たった100gという数字が、彼のキャリアに大きな影響を与えた。少なくとも“怪物”と恐れられた元ブラジル代表のロナウド氏はそのように打ち明けている。

2002年の夏。当時世界でも指折りのストライカーとして名を馳せていたフェノーメノがスペインの名門レアル・マドリードと契りを交わすと、初年度からその才能を惜しみなく発揮。華麗なるシザースフェイントから繰り出される魔法のようなドリブルと、容赦なくネットを揺らすその決定力を前にして、あのジネディーヌ・ジダンやルイス・フィーゴすら霞むほどのカリスマ性を、ロナウドは間違いなく有していた。

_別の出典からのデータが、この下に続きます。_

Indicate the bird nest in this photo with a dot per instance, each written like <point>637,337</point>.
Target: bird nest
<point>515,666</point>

だが、転機は訪れる。2006年にレアル指揮官として迎えられた軍曹ファビオ・カペッロとの間に軋轢が生じ始め、サポーターも徐々に“細身な”ファン・ニステルローイやラウール・ゴンザレスの安定した活躍に熱狂。慣れないベンチから試合を眺める機会が増えたブラジルの英雄は、2006-07シーズン途中にイタリアのミランへと旅立っていった。『FOX Sports』の取材に応じたロナウド曰く、最終的な退団の引き金となったのは“100gの体重オーバー”だという。

「レアル・マドリードを離れたのは決して僕の本意ではなかったね。カペッロと溝ができたことが原因だ。僕の体重が規定から100gをオーバーしたという理由で、戦力外の扱いを受けた。僕は最後までカペッロの考えを理解することはできなかったね。彼は監督として決断を下す必要があったのは分かるよ。でもサッカーで違いを生むのは100gの体重じゃないはずだ」

一体カペッロがロナウドに対し、何gの規定を設けたのかは定かでないが、当時のフェノーメノは決してスリムなストライカーとは呼べないコンディションであった。もちろん理想的な体重が良質なフットボールを保証することはないが、現在のサンティアゴ・ベルナベウで輝きを放つもう1人のロナウドは、ストイックなフィジカル管理を徹底しており、実際に突出した戦績を長年にわたって残し続けている。ロナウドが正しいのか、それともカペッロが正義か。なお、2006-07シーズンのレアルは冬以降に劇的な逆転勝利を続け、最終的にバルセロナを追い抜き、30回目のリーガエスパニョーラ優勝を果たしている。